For Data-Guzzling AI Companies, the Internet Is Too Small

0nekoneko7@lemmy.world · 8 months ago

For Data-Guzzling AI Companies, the Internet Is Too Small

elshandra@lemmy.world · edit-2 8 months ago

Idk, I find this hard to believe. I would think the challenge is more access to the information (gates, bandwidth), a speedy vault to store that information, and improving their models.

When you think about what’s available on the internet, how much of human knowledge and propaganda is out there. With enough/deus ex tech, there’s no way ai shouldn’t be able to learn most of anything with the knowledge available, and the right trainers.

General_Effort@lemmy.world · 8 months ago

Yes, it’s BS, like most of the AI takes here.

The kernel of truth is scaling laws:

[T]he Chinchilla scaling law for training Transformer language models suggests that when given an increased budget (in FLOPs), to achieve compute-optimal, the number of model parameters (N) and the number of tokens for training the model (D) should scale in approximately equal proportions.
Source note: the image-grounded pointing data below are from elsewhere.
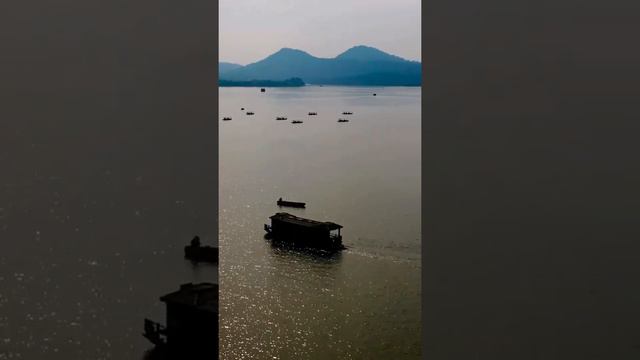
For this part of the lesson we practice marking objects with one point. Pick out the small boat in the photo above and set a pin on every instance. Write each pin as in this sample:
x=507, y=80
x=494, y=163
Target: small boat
x=196, y=252
x=281, y=202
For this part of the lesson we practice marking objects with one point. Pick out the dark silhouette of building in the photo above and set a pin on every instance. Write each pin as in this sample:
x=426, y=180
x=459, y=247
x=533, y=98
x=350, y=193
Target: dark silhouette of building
x=191, y=330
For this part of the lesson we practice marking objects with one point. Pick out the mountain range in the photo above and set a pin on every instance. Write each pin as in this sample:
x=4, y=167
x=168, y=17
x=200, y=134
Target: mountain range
x=360, y=65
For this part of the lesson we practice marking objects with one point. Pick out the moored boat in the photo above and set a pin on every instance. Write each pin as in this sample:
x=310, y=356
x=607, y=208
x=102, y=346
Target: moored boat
x=296, y=204
x=196, y=252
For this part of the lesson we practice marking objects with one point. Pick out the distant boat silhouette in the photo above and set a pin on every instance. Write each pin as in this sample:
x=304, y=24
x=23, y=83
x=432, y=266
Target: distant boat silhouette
x=281, y=202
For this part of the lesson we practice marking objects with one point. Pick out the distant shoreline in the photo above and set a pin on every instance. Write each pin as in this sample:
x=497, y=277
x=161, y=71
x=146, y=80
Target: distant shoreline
x=293, y=82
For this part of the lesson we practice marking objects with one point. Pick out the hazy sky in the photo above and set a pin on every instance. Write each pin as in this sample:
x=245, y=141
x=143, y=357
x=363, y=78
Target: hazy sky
x=253, y=29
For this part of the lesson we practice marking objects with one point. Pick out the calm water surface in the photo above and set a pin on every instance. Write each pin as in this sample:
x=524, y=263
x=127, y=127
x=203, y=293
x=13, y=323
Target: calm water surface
x=365, y=175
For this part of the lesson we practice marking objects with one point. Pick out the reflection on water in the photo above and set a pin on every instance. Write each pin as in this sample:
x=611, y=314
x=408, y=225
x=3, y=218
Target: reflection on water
x=361, y=303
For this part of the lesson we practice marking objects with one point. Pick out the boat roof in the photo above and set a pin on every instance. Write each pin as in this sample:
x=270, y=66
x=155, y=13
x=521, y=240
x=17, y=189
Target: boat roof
x=286, y=217
x=203, y=296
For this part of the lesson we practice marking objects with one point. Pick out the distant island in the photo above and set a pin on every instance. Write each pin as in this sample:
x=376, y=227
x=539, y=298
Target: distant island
x=293, y=82
x=359, y=66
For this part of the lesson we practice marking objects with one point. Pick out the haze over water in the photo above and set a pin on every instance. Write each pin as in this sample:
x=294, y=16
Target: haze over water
x=365, y=175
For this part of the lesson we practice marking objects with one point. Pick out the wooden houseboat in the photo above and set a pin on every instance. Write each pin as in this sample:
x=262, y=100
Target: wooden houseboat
x=304, y=233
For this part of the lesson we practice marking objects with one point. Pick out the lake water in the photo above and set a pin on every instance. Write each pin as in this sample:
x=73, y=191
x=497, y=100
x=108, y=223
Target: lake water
x=364, y=303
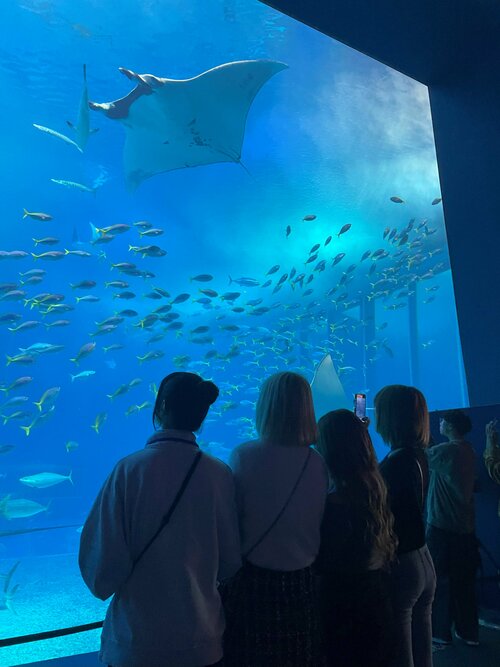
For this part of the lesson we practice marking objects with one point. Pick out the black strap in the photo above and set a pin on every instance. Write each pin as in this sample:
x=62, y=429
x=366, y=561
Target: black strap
x=282, y=510
x=174, y=504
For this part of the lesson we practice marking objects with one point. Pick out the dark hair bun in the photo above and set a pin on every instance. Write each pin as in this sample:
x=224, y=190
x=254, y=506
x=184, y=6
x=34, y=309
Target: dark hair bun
x=208, y=391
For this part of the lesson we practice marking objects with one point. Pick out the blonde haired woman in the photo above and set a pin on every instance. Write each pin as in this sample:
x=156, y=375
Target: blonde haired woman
x=281, y=487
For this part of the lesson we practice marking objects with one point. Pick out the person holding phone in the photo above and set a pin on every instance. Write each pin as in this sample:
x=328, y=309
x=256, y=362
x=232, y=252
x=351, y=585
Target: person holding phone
x=357, y=547
x=161, y=534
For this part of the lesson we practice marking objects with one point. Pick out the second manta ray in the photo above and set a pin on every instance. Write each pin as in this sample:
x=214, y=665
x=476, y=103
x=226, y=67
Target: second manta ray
x=172, y=124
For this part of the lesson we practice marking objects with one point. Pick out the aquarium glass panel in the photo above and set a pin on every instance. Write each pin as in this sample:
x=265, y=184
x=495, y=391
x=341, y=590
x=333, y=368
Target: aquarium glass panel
x=264, y=198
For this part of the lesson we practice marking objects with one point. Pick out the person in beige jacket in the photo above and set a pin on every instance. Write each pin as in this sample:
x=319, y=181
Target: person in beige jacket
x=166, y=610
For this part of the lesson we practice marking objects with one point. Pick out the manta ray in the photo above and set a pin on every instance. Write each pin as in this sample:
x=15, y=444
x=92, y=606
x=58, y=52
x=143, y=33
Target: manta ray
x=172, y=124
x=82, y=127
x=328, y=393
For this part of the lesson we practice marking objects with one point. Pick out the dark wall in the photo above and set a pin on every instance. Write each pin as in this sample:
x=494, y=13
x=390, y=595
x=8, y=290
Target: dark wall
x=453, y=46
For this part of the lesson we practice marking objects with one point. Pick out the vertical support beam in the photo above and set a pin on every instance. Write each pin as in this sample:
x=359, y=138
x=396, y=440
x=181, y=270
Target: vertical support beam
x=368, y=317
x=413, y=337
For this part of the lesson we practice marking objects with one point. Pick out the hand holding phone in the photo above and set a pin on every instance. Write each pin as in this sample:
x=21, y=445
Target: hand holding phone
x=360, y=406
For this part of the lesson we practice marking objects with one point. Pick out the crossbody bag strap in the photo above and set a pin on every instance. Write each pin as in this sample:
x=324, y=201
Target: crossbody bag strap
x=174, y=504
x=422, y=480
x=282, y=510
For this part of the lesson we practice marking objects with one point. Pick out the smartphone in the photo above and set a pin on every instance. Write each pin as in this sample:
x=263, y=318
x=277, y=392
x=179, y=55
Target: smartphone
x=360, y=405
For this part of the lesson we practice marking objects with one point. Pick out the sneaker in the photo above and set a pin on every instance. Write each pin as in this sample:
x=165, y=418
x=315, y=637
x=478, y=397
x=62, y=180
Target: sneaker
x=441, y=642
x=469, y=642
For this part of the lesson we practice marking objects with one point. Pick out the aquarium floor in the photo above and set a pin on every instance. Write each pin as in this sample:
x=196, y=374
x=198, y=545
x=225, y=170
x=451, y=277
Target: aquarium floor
x=51, y=595
x=459, y=655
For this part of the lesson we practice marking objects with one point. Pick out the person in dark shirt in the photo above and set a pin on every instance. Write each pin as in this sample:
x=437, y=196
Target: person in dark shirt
x=491, y=454
x=451, y=531
x=402, y=419
x=357, y=544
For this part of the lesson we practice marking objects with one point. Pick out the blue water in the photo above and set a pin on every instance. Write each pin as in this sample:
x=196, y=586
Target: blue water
x=334, y=136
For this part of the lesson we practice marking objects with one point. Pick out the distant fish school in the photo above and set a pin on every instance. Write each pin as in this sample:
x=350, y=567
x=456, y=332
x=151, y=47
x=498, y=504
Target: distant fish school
x=236, y=327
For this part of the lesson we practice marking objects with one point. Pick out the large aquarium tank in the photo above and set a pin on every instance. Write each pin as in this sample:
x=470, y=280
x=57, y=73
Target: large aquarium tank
x=242, y=195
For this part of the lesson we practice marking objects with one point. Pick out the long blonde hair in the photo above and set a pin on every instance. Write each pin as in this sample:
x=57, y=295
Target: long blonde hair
x=348, y=451
x=285, y=411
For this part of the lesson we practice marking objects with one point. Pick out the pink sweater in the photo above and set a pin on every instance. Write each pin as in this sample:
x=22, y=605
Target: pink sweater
x=167, y=612
x=264, y=475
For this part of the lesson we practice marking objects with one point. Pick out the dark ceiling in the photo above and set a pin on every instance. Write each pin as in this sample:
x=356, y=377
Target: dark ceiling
x=428, y=40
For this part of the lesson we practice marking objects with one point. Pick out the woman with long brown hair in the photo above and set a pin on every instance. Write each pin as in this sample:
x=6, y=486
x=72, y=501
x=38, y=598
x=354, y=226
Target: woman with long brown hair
x=357, y=545
x=402, y=419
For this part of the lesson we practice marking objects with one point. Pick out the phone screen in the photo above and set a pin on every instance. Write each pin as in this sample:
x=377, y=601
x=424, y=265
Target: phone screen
x=360, y=405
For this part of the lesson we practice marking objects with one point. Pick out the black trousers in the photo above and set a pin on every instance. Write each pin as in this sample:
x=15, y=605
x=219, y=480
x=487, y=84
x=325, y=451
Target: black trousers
x=456, y=560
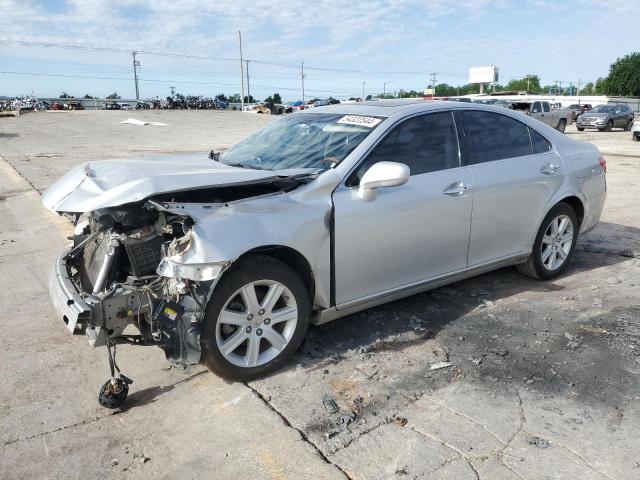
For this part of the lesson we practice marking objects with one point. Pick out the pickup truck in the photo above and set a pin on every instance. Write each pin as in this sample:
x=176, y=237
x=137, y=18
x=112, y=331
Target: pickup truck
x=557, y=118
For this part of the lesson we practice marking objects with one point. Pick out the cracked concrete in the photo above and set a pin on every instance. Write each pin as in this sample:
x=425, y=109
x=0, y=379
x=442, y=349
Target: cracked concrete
x=543, y=382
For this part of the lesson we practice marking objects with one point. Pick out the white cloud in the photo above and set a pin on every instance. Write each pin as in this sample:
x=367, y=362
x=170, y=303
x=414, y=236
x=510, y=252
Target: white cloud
x=376, y=35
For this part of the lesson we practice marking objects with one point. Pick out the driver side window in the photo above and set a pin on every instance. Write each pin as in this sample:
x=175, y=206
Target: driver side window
x=426, y=143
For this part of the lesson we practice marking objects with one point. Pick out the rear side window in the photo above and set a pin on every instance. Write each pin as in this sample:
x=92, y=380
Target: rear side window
x=494, y=137
x=427, y=143
x=538, y=142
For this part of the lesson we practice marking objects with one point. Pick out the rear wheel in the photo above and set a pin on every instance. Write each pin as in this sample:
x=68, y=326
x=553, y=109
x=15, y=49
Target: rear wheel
x=554, y=244
x=256, y=319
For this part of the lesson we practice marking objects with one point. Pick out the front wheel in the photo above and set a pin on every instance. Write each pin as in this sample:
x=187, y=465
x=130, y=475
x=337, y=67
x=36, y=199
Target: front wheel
x=554, y=244
x=256, y=319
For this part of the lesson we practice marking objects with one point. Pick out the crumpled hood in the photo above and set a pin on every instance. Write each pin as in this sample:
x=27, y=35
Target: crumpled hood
x=110, y=183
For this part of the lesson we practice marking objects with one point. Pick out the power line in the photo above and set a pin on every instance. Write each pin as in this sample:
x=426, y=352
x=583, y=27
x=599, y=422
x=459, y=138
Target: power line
x=230, y=59
x=209, y=57
x=154, y=80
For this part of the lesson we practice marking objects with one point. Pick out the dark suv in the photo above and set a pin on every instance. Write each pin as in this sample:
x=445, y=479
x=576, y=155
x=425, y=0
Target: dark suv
x=606, y=117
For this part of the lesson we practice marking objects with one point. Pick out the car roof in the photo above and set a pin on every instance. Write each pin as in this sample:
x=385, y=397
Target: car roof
x=386, y=108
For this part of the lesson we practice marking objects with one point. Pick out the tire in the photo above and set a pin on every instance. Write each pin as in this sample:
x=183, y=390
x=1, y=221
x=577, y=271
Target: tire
x=252, y=333
x=541, y=268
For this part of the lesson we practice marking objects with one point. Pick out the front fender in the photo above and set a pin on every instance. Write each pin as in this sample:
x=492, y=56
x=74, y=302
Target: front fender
x=220, y=237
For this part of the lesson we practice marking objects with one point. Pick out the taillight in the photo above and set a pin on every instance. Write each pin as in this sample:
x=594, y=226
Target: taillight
x=603, y=164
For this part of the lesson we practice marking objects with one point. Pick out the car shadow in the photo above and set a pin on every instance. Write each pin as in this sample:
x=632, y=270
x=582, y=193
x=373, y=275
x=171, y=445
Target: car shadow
x=485, y=333
x=148, y=395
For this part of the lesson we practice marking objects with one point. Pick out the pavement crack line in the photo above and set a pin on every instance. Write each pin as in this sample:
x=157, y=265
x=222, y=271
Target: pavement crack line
x=87, y=421
x=522, y=429
x=471, y=419
x=459, y=452
x=11, y=167
x=304, y=437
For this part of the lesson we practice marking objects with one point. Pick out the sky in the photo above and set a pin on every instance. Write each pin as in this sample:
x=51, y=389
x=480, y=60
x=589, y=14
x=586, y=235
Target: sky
x=346, y=46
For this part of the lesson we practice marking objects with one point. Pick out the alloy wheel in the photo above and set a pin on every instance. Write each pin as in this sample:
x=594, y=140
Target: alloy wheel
x=256, y=323
x=557, y=242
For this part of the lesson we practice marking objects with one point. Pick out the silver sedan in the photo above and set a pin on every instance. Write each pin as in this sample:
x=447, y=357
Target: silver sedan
x=226, y=261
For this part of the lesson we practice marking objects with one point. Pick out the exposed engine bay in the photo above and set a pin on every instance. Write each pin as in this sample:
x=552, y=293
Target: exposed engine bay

isles@lemmy.world · 8 months ago

and propaganda

Well, that’s the rub, right? Garbage in, garbage out. For an LLM, the value is predicting the next token, but we’ve seen how racist current datasets can be. If you filter it, there’s not as much lot of high quality data left.

So yes, we have a remarkable amount of (often wrong) information to pull from.

elshandra@lemmy.world · 8 months ago

Mhm, I wonder when we’ll have the resources to build one that can tell the truth from other lies. I suppose you have to learn to crawl before you learn to walk, but these things still having trouble rolling over.

Lvxferre@mander.xyz · 8 months ago

Good. The current approach towards generative models is basically bruteforcing; a constrain on the amount of data available might encourage those companies to refine the approach.

0nekoneko7@lemmy.world · 8 months ago

“Companies also are experimenting with using AI-generated, or synthetic, data as training material – an approach many researchers say could actually cause crippling malfunctions. These efforts are often secret, because executives think solutions could be a competitive advantage.”

AI was supposed to be Assistance for people. Now it’s a competition of who got the better AI for company profits.

Even_Adder@lemmy.dbzer0.com · 8 months ago

Support Open Source developers. Corporations aren’t the only game in town, they just want you to think that.

An easy way to get started with local LMs is LM Studio and Stable Diffusion for Images.

PipedLinkBot@feddit.rocks · 8 months ago

Here is an alternative Piped link(s):

Stable Diffusion

Piped is a privacy-respecting open-source alternative frontend to YouTube.

I’m open-source; check me out at GitHub.

Sanctus@lemmy.world · 8 months ago

All will bow to profits as long as Mammon still tops the paradigm. Change the main motivator of the world from profit and you will see this go away. I hate it more than anything. It consumes all and leaves nothing.

elshandra@lemmy.world · 8 months ago

Everything’s a competition for company profits.

QuandaleDingle@lemmy.world · 8 months ago

Everything’s too small for power-hungry corporations with an irrational need for infinite expansion.

isles@lemmy.world · 8 months ago

From Lemmy, this link took me to Slashdot, which took me to The Verge, which took me to the Wall Street Journal, each with a section I can discuss this article.